Notice of Privacy

Sage Bariatric
(Texas Center for Medical & Surgical Weight Loss)
NOTICE OF PRIVACY PRACTICES

Effective Date: September 23, 2013
Revised: February 1, 2020

Dear Patient:

THIS NOTICE DESCRIBES HOW MEDICAL INFORMATION ABOUT YOU MAY BE USED AND DISCLOSED AND HOW YOU CAN GET ACCESS TO THIS INFORMATION.  PLEASE REVIEW IT CAREFULLY.

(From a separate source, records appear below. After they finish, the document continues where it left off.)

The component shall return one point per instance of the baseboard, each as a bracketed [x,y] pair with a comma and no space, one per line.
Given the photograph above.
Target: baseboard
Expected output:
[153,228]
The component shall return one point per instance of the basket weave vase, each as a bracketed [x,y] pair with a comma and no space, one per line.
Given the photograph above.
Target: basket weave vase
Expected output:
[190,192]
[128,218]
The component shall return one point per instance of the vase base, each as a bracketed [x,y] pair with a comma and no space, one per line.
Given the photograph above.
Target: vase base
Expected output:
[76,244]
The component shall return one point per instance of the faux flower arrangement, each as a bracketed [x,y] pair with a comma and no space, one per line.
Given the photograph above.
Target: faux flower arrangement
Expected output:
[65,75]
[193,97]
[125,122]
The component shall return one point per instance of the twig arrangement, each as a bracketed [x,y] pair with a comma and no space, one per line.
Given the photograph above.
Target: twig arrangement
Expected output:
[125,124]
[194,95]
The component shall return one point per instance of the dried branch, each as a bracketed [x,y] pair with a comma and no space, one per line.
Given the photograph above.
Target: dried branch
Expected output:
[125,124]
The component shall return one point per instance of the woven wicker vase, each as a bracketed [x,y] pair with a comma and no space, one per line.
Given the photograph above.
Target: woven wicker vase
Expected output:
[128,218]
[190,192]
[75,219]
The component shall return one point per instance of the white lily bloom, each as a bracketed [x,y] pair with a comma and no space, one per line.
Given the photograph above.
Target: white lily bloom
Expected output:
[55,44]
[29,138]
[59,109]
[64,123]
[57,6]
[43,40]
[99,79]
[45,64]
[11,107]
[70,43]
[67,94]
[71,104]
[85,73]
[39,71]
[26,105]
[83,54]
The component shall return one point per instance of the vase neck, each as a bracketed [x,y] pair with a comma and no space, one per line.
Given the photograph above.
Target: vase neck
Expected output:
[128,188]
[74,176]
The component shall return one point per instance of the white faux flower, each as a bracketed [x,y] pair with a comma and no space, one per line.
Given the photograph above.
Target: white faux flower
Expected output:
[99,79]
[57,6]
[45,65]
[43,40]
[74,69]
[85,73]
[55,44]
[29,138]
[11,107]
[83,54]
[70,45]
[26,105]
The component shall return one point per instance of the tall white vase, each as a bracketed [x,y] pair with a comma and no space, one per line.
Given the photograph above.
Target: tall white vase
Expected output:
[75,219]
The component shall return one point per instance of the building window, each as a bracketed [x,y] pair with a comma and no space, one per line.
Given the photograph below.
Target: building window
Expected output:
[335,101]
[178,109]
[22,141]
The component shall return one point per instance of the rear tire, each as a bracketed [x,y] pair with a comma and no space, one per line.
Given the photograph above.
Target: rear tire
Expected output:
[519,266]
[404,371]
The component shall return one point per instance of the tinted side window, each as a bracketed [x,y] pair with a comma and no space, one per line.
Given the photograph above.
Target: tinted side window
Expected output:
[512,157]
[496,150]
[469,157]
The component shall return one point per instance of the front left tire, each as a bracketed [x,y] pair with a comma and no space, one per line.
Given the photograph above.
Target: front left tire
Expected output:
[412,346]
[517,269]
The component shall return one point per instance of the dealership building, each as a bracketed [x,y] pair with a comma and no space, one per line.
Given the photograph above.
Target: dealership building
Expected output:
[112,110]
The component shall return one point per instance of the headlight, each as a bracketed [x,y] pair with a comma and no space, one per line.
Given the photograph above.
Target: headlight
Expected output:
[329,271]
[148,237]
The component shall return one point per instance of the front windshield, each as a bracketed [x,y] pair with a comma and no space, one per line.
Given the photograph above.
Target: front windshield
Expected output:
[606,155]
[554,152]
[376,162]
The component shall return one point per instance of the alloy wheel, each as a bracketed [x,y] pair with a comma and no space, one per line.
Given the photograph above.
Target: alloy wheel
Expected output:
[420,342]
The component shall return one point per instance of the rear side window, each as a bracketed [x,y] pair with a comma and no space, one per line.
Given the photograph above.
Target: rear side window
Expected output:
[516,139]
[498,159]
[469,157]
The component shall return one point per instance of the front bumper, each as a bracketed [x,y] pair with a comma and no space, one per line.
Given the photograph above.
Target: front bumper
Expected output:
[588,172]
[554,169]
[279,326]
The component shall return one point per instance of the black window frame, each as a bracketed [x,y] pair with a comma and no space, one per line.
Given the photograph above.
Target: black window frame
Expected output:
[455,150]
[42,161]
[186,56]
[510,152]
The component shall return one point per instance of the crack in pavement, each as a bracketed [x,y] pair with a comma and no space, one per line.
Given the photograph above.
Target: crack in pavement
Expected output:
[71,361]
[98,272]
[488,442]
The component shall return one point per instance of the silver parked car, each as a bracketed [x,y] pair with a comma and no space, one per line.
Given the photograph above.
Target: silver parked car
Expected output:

THE PURPOSE OF THIS NOTICE 

Sage Bariatric, P.A. Notice of Privacy Practices: This is Sage Bariatric, P.A.’s Notice of Privacy Practices (“Notice”). It is applicable to all of our patients.  Sage Bariatric is referred to in this Notice as “us,” “we,” or “our.”  This Notice is required by the Health Insurance Portability and Accountability Act of 1996 (“HIPAA”), as later modified and updated, and by other Texas and federal laws.  In general, HIPAA and related statutes deal with your “Protected Health Information,” which HIPAA defines as personal information that identifies you and relates to the diagnosis and treatment of your past, present or future physical or mental health condition(s).    For the sake of simplicity, this Notice uses the term “medical information” instead of “Protected Health Information.”  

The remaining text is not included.